Mass estimates for visual binaries with incomplete orbits

TL;DR

This paper develops Bayesian methods to estimate the total mass of visual binaries with incomplete orbits, simplifying the computation by reducing the parameter space and testing the approach on synthetic data.

Contribution

Introduces a Bayesian framework using Thiele-Innes elements to efficiently estimate binary star masses from incomplete orbital data.

Findings

Posterior mean of mass estimator is unbiased with >40% orbit coverage.

Reduces computational complexity from 7-D to 3-D parameter space.

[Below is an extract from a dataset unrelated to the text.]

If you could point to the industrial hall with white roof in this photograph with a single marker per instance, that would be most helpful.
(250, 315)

Method validated on synthetic observational data.

Abstract

The problem of estimating the total mass of a visual binary when its orbit is incomplete is treated with Bayesian methods. The posterior mean of a mass estimator is approximated by a triple integral over orbital period, time of periastron and orbital eccentricity. This reduction to 3-D from the 7-D space defined by the conventional Campbell parameters is achieved by adopting the Thiele-Innes elements and exploiting the linearity with respect to the four Thiele-Innes constants. The formalism is tested on synthetic observational data covering a variable fraction of a model binary's orbit. The posterior mean of the mass estimator is numerically found to be unbiased when the data cover > 40% of the orbit.